Shore up supply of critical drugs, govt tells pharma industry
New Delhi: The Department of Pharmaceuticals (DoP), during a meeting on Wednesday, urged pharma companies to strive for self-sufficiency in critical drugs like penicillin, rifampicin and insulin, in a sign of government concern over India’s dependence on Chinese imports.
A large number of so-called active pharmaceutical ingredients (APIs), or bulk drugs, that go into manufacturing 15-20 drugs, such as antibiotic penicillin and anti-diabetic metformin in the National List of Essential Medicines, are imported from China.
According to industry experts, there are no domestic producers left for a number of drugs like Penicillin G, making India dependent on imports for key intermediates used in essential antibodies.
“We are dependent on China for penicillin, which is the mother antibiotic for all the third-generation antibiotics. China has about 80% of the penicillin market. Likewise, rifampicin, which is the backbone for (treatment of) TB (tuberculosis), there is only one unit in India...The government has to take stringent steps to ensure that over-dependence on China even for essential drugs is curtailed,” said an industry expert who spoke on the condition of anonymity.
The meeting organized by the DoP on Wednesday was attended by representatives of the Indian Drug Manufacturers’ Association (IDMA) and the Federation of Pharma Entrepreneurs (FOBE), along with executives from Glenmark Pharmaceuticals Ltd, Intas Pharmaceuticals Ltd, Torrent Pharmaceuticals Ltd, Pfizer Ltd, Cipla Ltd, Aurobindo Pharma Ltd as well as Sun Pharmaceutical Industries Ltd.
The DoP has proposed providing financial assistance for revamping old manufacturing facilities, refurbishing plants and machinery and ensuring subsidized supply of electricity and sugar for making production of penicillin at internationally competitive prices.
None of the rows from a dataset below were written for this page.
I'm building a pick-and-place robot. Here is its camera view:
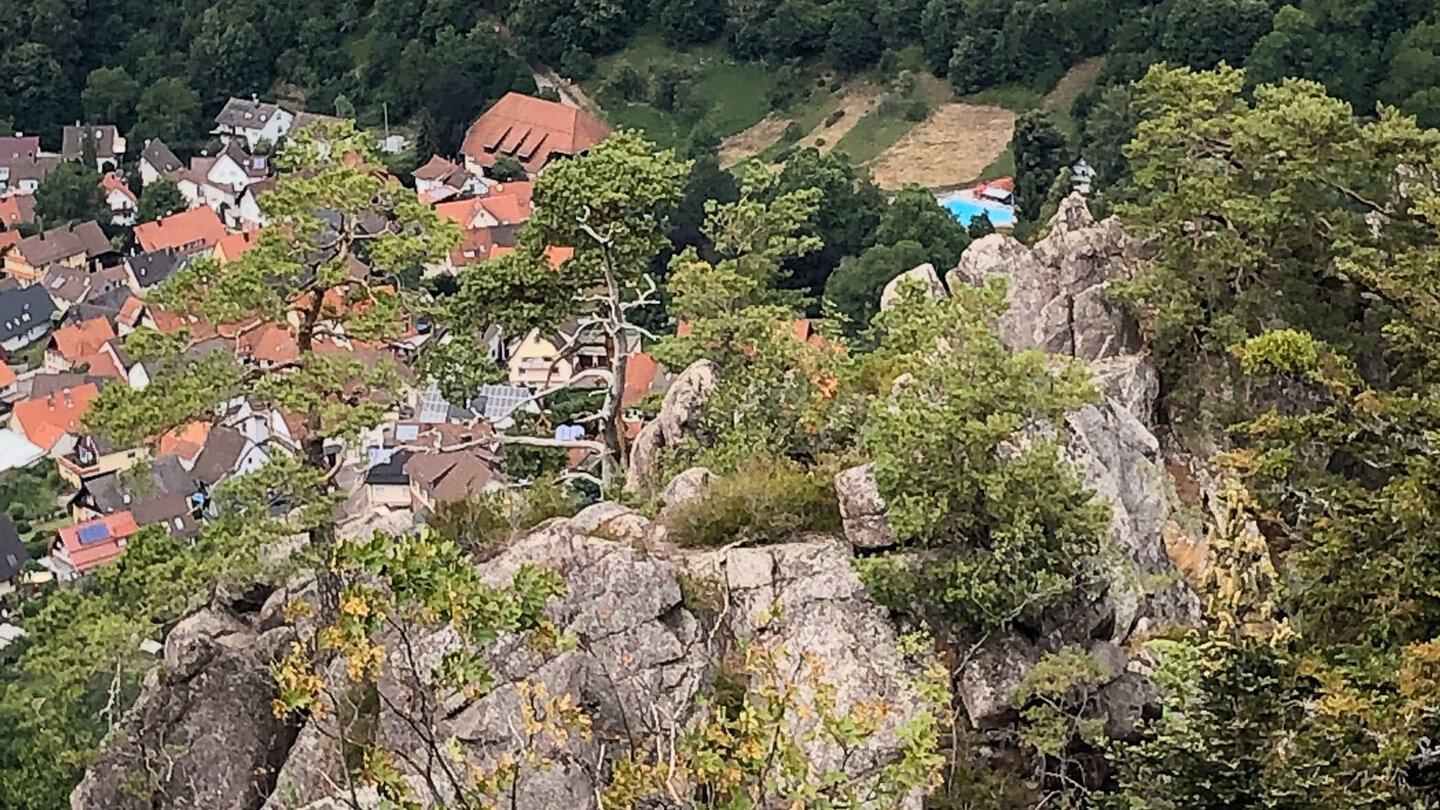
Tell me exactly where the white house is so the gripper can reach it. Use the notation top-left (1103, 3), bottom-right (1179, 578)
top-left (213, 95), bottom-right (295, 148)
top-left (99, 172), bottom-right (140, 226)
top-left (140, 138), bottom-right (184, 186)
top-left (0, 284), bottom-right (55, 352)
In its agenda for the meeting, the department also suggested financial assistance to local manufacturers—both in the public and private sectors—for the procurement of the latest technical knowhow (including appropriate strains of microbes) for economic production of penicillin.
For the local manufacturing facilities that have closed down due to substantially cheaper imports, the department proposes to offer pro-active incentives to revive their plants.
The department has also proposed consultations with the department of biotechnology and the ministry of health and family welfare to address the technological aspects of producing insulin through biotechnological interventions, according to the agenda reviewed by Mint.
A second industry expert said Indian drug makers were unable to compete with Chinese API producers, who enjoy the support of the Chinese government in terms of reduced excise duty, availability of finance and cheap power.
“The Indian government should be serious about the issue. We just hope that this meeting should reap some results. Any breakdown in the supply of APIs from China could seriously impact the country and the patients. This is a question of national security and we must act soon,” this person said, also on condition of anonymity.
In the draft pharmaceutical policy, the department has proposed restrictions on the import of active pharmaceutical ingredients and suggested setting up of mega bulk drug parks to boost domestic production.
The government has also proposed that formulations produced with indigenous active pharmaceutical ingredients be given preference in government procurement.